Mein erster Vortrag war relativ schnell fertig. Ich habe ihn aber kontinuierlich weiterentwickelt, so dass meine aktuelle Fassung circa nur noch ein Drittel mit der ersten Fassung gemeinsam hat. Wenn man andere Slammer beobachtet, lernt man dazu. Viele Slammer bauen ihre Vorträge immer weiter aus, das ist so eine Art „Wettrüsten“.

Was braucht ein Slam-Vortrag, um richtig gut zu werden?

Inhalt, Witz, Tempo und Timing. Besonders wichtig ist für mich das Fachliche: Ein Science Slam ist nicht nur eine Comedy-Veranstaltung. Ziel der Wissenschaftler sollte immer sein, dass der Zuschauer am Ende sagt: Aha, jetzt weiß ich, worüber er forscht und warum er das macht. Die Leute sollten so gut unterhalten sein, dass sie gar nicht merken, dass sie gerade etwas lernen.

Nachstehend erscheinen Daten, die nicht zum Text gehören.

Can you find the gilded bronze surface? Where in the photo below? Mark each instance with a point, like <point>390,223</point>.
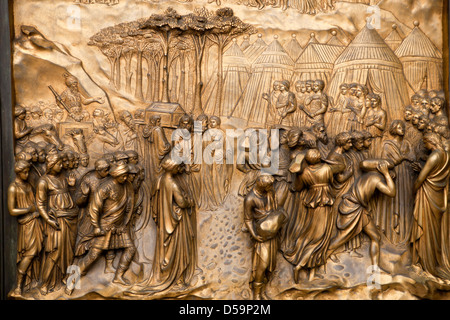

Was sagen Sie Kritikern, die der Meinung sind, ein Science Slam sei zu unwissenschaftlich?

Jeder dieser Kritiker sollte sich fragen, wofür er seine Forschung macht. – Wir forschen doch für die Menschen, und wenn das so ist, dann sollte man sie ihnen auch erklären können. Natürlich reichen zehn Minuten nicht aus, um ein Thema in seiner Komplexität zu erfassen. Darum geht es hier aber gar nicht: Wenn die Menschen letztlich verstehen, woran ich forsche und warum das wichtig ist, habe ich schon viel erreicht. Es fließt viel Geld in tolle Projekte, die es wert sind, den Menschen nahegebracht zu werden.